I would like to use a CatBoost regressor for insurance applications (Poisson objective). As I need to fix the exposure, how can I set the offset of log_exposure? When using xgboost I use "base_margin", while for lightgbm I use the "init_score" params. Is there an equivalent in CatBoost?
After looking on the documentation, I found a viable solution. The fit method of both the CatBoostRegressor
and CatboostClassifier
provides a baseline
and a sample_weight
parameter that can be directly use to set an offset (for prior exposure) or a sample weight (for severity modeling).
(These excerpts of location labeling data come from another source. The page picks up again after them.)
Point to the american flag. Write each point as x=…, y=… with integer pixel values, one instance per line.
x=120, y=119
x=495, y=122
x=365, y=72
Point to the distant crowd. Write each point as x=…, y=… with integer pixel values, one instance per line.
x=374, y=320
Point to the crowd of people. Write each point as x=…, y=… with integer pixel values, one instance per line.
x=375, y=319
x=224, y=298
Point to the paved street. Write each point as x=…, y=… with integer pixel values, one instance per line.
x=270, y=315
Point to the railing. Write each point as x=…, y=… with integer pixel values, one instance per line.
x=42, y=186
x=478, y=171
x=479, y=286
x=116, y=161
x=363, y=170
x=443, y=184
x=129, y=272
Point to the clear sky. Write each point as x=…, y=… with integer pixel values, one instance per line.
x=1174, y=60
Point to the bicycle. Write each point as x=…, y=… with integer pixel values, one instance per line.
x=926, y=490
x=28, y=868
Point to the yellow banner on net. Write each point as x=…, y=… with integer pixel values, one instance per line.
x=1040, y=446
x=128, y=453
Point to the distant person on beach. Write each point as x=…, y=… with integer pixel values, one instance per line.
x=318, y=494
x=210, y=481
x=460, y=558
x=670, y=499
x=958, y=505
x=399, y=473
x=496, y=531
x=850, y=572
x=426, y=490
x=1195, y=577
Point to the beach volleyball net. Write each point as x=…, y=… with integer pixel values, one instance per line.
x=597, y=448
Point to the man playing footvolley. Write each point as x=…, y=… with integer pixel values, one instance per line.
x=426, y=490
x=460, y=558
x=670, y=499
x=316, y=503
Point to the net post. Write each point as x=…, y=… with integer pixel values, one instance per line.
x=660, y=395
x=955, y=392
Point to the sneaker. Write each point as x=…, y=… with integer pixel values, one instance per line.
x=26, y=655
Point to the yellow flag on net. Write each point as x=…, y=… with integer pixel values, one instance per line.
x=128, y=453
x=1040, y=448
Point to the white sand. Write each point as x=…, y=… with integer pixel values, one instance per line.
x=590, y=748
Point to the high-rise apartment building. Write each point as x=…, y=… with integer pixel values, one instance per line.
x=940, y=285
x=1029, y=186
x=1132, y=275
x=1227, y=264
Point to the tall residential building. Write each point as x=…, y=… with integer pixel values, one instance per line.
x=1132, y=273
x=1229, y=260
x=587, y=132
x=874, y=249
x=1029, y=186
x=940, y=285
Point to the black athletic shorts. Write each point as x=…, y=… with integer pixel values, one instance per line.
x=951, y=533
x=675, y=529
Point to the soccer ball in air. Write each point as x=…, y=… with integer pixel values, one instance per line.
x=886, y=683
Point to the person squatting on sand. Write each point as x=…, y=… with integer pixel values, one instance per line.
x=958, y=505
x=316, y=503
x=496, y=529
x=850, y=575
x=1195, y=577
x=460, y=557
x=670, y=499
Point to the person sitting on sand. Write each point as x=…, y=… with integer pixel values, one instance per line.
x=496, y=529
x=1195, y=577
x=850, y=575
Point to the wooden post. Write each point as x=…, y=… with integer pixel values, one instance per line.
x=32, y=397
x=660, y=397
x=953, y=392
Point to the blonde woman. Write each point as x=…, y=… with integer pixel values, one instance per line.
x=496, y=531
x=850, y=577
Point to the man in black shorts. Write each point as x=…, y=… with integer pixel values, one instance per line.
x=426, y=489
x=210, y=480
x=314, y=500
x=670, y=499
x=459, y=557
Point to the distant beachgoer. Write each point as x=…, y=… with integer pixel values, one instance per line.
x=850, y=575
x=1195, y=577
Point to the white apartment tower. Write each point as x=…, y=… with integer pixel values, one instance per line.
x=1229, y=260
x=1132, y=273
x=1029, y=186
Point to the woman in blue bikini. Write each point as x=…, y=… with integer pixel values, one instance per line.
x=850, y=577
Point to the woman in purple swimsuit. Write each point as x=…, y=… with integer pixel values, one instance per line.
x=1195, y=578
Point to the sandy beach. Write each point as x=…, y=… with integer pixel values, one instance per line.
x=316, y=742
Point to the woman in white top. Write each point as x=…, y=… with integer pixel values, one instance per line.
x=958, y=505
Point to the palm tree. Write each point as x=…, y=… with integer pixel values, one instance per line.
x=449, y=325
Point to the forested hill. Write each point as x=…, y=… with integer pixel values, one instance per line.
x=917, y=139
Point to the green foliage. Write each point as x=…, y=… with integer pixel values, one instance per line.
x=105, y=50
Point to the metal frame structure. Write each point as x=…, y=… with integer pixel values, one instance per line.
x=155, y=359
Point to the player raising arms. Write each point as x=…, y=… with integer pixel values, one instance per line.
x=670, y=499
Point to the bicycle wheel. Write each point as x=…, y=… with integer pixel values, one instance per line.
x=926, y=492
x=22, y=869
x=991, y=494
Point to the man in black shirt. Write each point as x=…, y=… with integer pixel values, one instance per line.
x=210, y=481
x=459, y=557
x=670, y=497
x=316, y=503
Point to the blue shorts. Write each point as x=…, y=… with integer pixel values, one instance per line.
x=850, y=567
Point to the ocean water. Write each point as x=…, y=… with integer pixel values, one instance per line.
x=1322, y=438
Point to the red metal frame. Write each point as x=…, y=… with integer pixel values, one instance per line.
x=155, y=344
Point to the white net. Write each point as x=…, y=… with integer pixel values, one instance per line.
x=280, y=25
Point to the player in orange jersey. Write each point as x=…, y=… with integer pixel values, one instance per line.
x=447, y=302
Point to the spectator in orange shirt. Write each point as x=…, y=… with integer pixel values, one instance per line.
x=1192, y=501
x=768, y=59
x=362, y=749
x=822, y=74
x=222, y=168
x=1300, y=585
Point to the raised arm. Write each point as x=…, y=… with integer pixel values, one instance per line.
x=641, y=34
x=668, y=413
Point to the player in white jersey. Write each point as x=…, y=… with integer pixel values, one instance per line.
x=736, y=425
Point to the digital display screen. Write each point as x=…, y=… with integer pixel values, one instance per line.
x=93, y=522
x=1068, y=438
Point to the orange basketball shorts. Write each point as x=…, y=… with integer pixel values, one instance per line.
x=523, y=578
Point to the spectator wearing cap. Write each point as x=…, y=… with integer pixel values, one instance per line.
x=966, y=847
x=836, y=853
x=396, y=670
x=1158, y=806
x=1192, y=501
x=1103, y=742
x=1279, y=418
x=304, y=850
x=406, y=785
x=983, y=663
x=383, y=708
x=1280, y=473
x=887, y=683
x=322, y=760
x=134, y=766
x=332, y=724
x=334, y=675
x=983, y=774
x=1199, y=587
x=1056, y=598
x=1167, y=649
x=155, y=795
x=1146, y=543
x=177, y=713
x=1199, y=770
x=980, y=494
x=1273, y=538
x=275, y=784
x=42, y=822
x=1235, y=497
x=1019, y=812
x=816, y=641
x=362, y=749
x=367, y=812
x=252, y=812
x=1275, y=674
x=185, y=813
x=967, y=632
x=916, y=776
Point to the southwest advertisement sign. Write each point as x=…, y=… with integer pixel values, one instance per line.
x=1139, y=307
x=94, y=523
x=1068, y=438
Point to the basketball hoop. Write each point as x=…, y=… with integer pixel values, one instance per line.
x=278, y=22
Btw, the optimal approach is to create Pool
s and providing there the specification of offset and weights:
freq_train_pool = Pool(data=freq_train_ds, label=claim_nmb_train.values,cat_features=xvars_cat,baseline=claim_model_offset_train.values)
freq_valid_pool = Pool(data=freq_valid_ds, label=claim_nmb_valid.values,cat_features=xvars_cat,baseline=claim_model_offset_valid.values)
freq_test_pool = Pool(data=freq_test_ds, label=claim_nmb_test.values,cat_features=xvars_cat,baseline=claim_model_offset_test.values)
Here the data
parameters contain pd.DataFrame
with the predictors only, the label
one che actual number of claim, cat_features
are character lists specifying the categorical terms and the baseline
terms are the np.array of log exposure. It works.
Using Pools allows to provide evaluation sets in the fit method.